Yo había escrito mi primera columna sobre las osamentas de Pisagua y con calcos la había reproducido, escribiendo decenas de veces lo mismo. Pegué la columna en los diarios murales de las salas. Los profesores lo leían, me miraban y no decían nada. Con el tiempo me di cuenta que eso solía pasar: la gente se traga lo que siente, sobre todo si su pellejo podía estar en riesgo.
Una mañana iba caminando al colegio y la profesora Silvia Navarro me dice: mire, le traje un boletín. Se llamaba El Manifiesto. Yo sin entender mucho lo agradecí. Llegué a la sala y lo leí.

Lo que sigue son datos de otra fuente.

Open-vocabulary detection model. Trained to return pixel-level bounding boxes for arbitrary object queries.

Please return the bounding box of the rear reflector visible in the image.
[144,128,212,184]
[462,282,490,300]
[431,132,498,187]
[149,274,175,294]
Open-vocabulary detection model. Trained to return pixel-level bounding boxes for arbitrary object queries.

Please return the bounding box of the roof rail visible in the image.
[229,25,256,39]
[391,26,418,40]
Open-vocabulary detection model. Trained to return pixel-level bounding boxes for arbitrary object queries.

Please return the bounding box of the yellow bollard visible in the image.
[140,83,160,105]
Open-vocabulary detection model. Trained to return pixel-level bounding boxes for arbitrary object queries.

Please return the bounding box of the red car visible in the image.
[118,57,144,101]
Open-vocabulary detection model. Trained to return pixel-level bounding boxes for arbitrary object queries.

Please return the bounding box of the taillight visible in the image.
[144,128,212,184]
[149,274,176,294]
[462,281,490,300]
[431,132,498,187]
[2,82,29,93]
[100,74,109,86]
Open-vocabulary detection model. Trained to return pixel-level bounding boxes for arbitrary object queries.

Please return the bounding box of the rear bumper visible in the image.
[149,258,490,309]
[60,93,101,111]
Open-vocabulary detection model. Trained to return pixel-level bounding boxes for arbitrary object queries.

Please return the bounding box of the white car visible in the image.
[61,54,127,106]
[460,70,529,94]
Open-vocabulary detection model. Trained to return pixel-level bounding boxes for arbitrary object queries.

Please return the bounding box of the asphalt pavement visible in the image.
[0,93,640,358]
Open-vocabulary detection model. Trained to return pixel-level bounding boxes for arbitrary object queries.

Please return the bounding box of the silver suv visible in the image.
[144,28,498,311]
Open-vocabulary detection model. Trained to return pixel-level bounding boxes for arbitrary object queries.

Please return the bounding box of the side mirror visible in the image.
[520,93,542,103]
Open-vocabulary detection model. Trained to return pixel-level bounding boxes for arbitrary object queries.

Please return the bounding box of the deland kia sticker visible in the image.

Cuando llegué a la contratapa me di cuenta que mi columna había sido publicada y aparecía mi nombre y el nombre del colegio.
Yo no lo podía creer, si yo no era nadie, solo una pendeja loca que escribía como conjuro para espantar los males o para no tragarse la amargura.
Desde aquel entonces arrastro la maldición de escribir sin sentido, sin esperar nada a cambio, ni siquiera un piropo. Solo escribo porque nunca he entendido muy bien a la gente en cuya cabeza habitan palabras que nunca tendrán sonido o caligrafía. Escribo porque en una de esas, alguien lo lee y se da cuenta que la libertad y la justicia son elementos más compartidos de los que parece.
Escribo, porque es lo único que sé hacer.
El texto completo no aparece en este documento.